The Whole Distance, From The Indus
To The Cape Which Formed The Boundary Of Karmania, Is About 625 Miles:
This
distance Nearchus was above seventy days in sailing.
It must be
recollected, however, that when he first set out the monsoon was adverse,
and that for twenty-four days he lay in harbour: making the proper
deductions for these circumstances, he was not at sea more than forty days
with a favourable wind; which gives rather more than fifteen miles a day.
The Houghton East Indiaman made the same run in thirteen days; and, on her
return, was only five days from Gomeroon to Scindy Bay.
The manners of the wretched inhabitants have occasionally been already
noticed; but Nearchus dwells upon some further particulars, which, from
their conformity with modern information, are worthy of remark. Their
ordinary support is fish, as the name of Icthyophagi, or fish-eaters,
implies; but why they are for this reason specified as a separate tribe
from the Gadrosians, who live inland, does not appear. Ptolomy considers
all this coast as Karmania, quite to Mosarna; and whether Gadrosia is a
part of that province, or a province itself, is a matter of no importance;
but the coast must have received the name Nearchus gives it from Nearchus
himself; for it is Greek, and he is the first Greek who explored it.

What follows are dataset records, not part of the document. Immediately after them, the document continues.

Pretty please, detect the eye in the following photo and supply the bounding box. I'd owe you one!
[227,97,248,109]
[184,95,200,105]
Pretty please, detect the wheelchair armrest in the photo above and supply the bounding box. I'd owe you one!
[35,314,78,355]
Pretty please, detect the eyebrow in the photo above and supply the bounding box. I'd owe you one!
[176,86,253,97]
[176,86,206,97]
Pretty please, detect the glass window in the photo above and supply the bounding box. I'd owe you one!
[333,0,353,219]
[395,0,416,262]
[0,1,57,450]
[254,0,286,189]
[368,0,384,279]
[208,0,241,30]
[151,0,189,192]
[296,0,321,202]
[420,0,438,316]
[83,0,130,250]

It
may, perhaps, be a translation of a native name, and such translations the
Greeks indulged in sometimes to the prejudice of geography. "But these
people, though they live on fish, are few of them fishermen, for their
barks are few, and those few very mean and unfit for the service. The fish
they obtain they owe to the flux and reflux of the tide, for they extend a
net upon the shore, supported by stakes of more than 200 yards in length,
within which, at the tide of ebb, the fish are confined, and settle in the
pits or in equalities of the sand, either made for this purpose or
accidental. The greater quantity consists of small fish; but many large
ones are also caught, which they search for in the pits, and extract with
nets. Their nets are composed of the bark or fibres of the palm, which they
twine into a cord, and form like the nets of other countries. The fish is
generally eaten raw, just as it is taken out of the water, at least such as
are small and penetrable; but the larger sort, and those of more solid
texture, they expose to the sun, and pound them to a paste for store: this
they use instead of meal or bread, or form them into a sort of cakes or
frumenty. The very cattle live on dried fish, for there is neither grass
nor pasture on the coast. Oysters, crabs, and shell-fish, are caught in
plenty; and though this circumstance is specified twice only in the early
part of the voyage, there is little doubt but these formed the principal
support of the people during their navigation.